24.

608 90 6
                                    

Aku gak tau udah berapa lama aku tidur, yang jelas sekarang kepalaku pusing banget ya Tuhan kaya habis ditimpuk batu. Takut banget tiba-tiba kepalaku copot saking pusingnya. Hidungku juga rasanya perih, sedikit bikin dadaku sesek karna nafasku tidak beraturan.

Padahal dari tadi aku cuma tidur kok rasanya cape banget kaya orang habis kerja lembur bagai kuda, bodo ah gak mau mikirin takut kepalaku beneran copot.

Udah hampir lima menit aku bengong ngeliatin langit-langit kamar rumah sakit yang lampunya buset terang bener mataku sampai xilau men. Sebelumnya sorry, gak pake drama nanya aku di mana dan sebagainya aku udah tau kalau aku ada di rumah sakit soalnya bau ruangannya khas banget.

Aku inget kejadian terakhir kali sebelum aku hilang kesadaran waktu aku main sama nenek tapi sekarang nenek kok gak ada ya? Kemanakah perginya wanita nyentrik nan bawel itu? Lama-lama sendirian di sini membuatku sedikit merinding. Pikiranku tiba-tiba mengarah ke hal-hal mistis. Takut banget ada suster ngesot keluar dari kolong kasur atau tiba-tiba ada mayat random yang masuk kamar :(

Klek!

Aku langsung noleh ke arah pintu dengan was-was takut yang dateng itu mayat random tapi ternyata itu nenek dan di belakangnya ada ayah. Aku menghela nafas lega dan berusaha menetralkan nafasku. Kulihat keduanya tampak terkejut melihatku sudah sadarkan diri. Ayah langsung menghampiriku dengan wajah penuh kecemasan.

"Astaga, Jalea!

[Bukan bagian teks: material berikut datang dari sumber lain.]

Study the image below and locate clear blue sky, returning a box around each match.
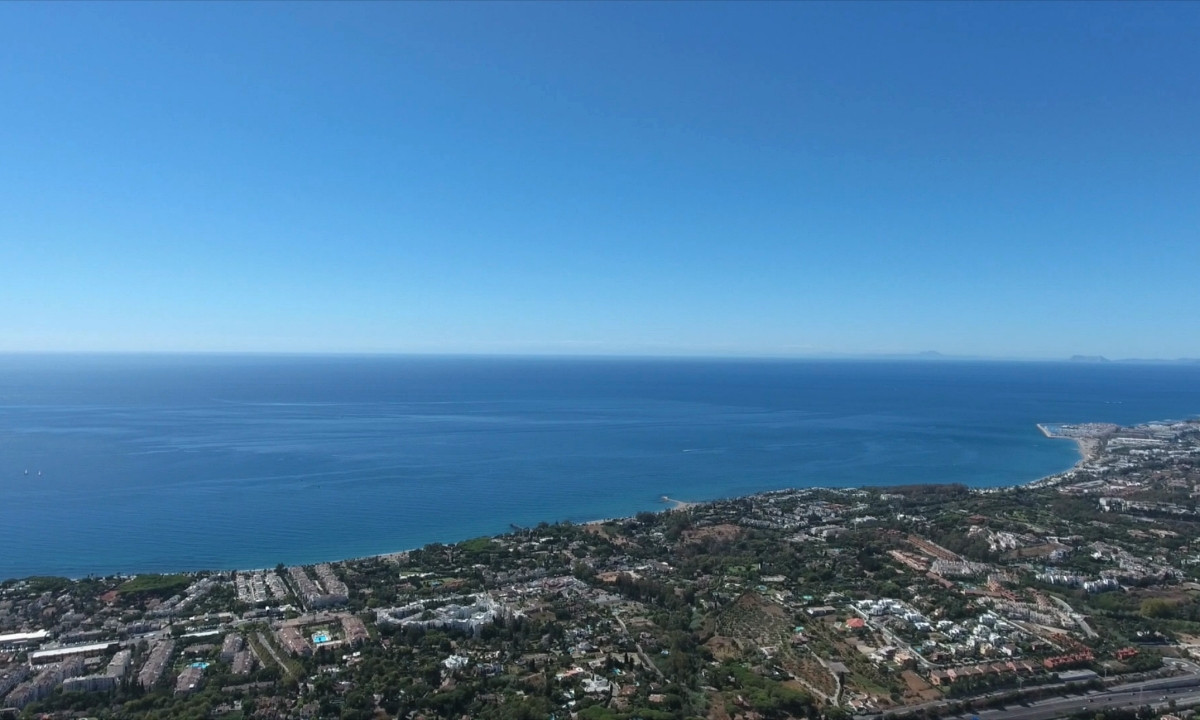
[2,2,1197,359]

Apa ada yang sakit?" tanya ayah sembari mengelus kepalaku.

"Tid______"

"Minggir miskin!" sela nenek sembari menarik baju ayah dengan dua jari saja, gesturnya menunjukan jika dia jijik.

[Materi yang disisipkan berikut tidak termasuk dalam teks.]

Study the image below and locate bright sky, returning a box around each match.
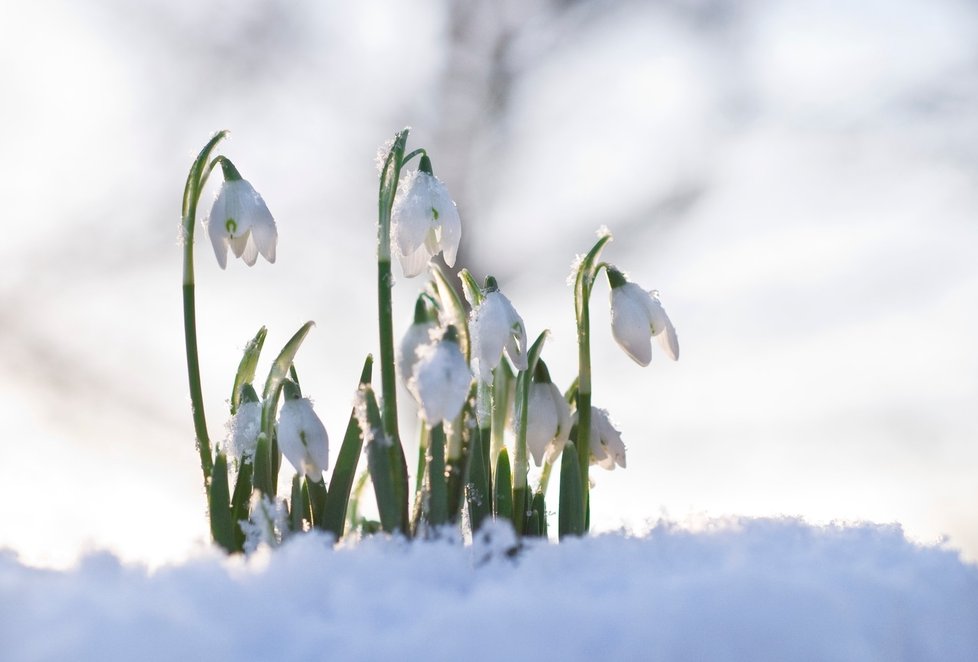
[1,0,976,568]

Ayah hanya bisa pasrah ketika nenek menariknya jauh dariku, aku yang melihat itu tentu terkejut dan tidak terima.

"Aku gak suka ya nenek kaya gitu ke ayah!" protesku dengan wajah cemberut.

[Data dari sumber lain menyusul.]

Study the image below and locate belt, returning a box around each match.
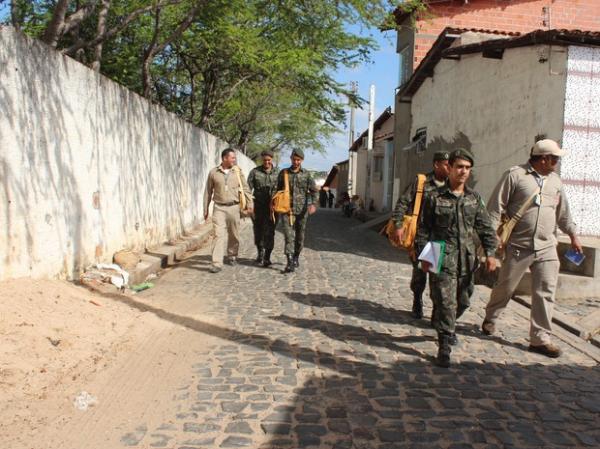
[215,201,239,207]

"Ais," cicit nenek dengan wajah kesal. Wanita paruh baya itu lantas melirik ayah dengan angkuh.

"Sorry," ujarnya dengan wajah terpaksa lalu tersenyum kepadaku.

"Aigoo, Jungjaku sakit. Apa sekarang sudah membaik?" tanyanya dengan wajah sedih sembari mengelus-elus kepalaku.

Aku hanya bisa mengangguk sebagai respon karna tidak mood untuk menjawab. Nenek melirik ayah lagi dengan sinis.

"Ini semua salah kau, Jaeyoung! Menyebalkan, tak akan kumaafkan jika Jungjaku dalam masalah!" gertaknya.

"Saya yang salah? Bukankah anda yang harusnya bertanggung jawab? Dari awal sudah kubilang Jalea sedang sakit tapi anda ngotot membawanya pergi. Lihat? Apa yang terjadi sekarang?" balas ayah membuat nenek tampak semakin kesal.

"Berani sekali kau menyalahkanku?!" bengis nenek.

"Ini memang salah anda, nyonya Choi. Harusnya ada intropeksi diri bukan menyalahkan orang lain," balas ayah dengan tegas.

Nenek berdecih kemudian mendekati ayah. Mereka saling melemparkan tatapan penuh kebencian. Aku hanya bisa menghela nafas di tempat dengan perasaan kesal. Kenapa di saat seperti ini pun mereka tidak bisa menahan ego?

"Kau yang salah, brengsek! Kenapa kau membiarkan dia bergabung dengan perusahaan si kacamata capung itu? Biarkan saja dia fokus sekolah!" murka nenek membuat ayah seketika membatu.

"Aniyo! Aku yang mau sendiri, nek. Ayah tidak memaksaku," belaku membuat ayah langsung melirikku dengan tatapan bersalah.

"Jika Kayoung ada di sini aku yakin dia pasti benci padamu. Ck, aku tidak habis fikir mengapa dulu dia jatuh cinta padamu di saat Hyuntak mati-matian mengejarnya," racau nenek sembari memegang kepalanya.